Husked rice price has gradually moved up. Businesses paid as high as VND7,000 per kilogram of normal rice, up VND300 over early June.
Export businesses say that the rice volume left from last year has almost run out and rice demand for export contracts to the Philippines, Malaysia, Africa and China has surged.
Thai exports are inconsiderable, Pakistani rice costs high while Indian output has fallen 25-30 percent due to drought.
The Mekong Delta farms about 3.8-4 million hectares per year yielding 25 million tons in output. Of these, 70 percent is for export.
Up to 90 percent of rice in the market goes through the hands of traders. Farmers selling rice one or two weeks ago could not enjoy the price hike.

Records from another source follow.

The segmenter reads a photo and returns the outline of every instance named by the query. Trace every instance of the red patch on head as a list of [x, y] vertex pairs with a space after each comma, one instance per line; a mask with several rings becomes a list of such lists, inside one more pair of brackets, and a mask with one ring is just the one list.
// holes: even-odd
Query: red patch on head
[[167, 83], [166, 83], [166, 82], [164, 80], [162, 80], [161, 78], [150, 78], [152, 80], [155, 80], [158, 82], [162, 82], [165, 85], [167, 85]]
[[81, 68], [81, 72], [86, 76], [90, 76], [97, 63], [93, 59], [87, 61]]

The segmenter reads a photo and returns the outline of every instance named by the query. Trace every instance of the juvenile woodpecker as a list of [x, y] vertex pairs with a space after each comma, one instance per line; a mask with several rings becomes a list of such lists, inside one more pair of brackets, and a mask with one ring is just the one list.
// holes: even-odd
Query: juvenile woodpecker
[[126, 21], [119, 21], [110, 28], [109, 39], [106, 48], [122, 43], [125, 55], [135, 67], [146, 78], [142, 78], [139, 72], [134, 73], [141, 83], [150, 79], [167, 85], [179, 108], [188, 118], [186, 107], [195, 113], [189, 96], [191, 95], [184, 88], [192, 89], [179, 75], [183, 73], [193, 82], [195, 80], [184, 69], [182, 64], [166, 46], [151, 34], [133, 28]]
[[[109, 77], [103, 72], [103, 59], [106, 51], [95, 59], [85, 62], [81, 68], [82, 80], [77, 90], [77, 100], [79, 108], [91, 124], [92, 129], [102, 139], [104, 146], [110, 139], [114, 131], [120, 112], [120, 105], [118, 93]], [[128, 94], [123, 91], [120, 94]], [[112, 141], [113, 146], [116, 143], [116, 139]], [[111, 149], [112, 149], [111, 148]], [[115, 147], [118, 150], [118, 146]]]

The main cause for the above condition is due to lack of connectivity between export companies and farmers and unfair competitiveness among businesses, according to Nguyen Do Anh Tuan, head of the Institute of Policy and Strategy for Agriculture and Rural Development.
The Government’s rice stockpiling program just has indirect impacts on farmers and been untimely launched to assist farmers.
Experts propose production and distribution should be linked, value chains should be clear and fair, and there should have a national trade name for rice to ensure rice growers’ lives.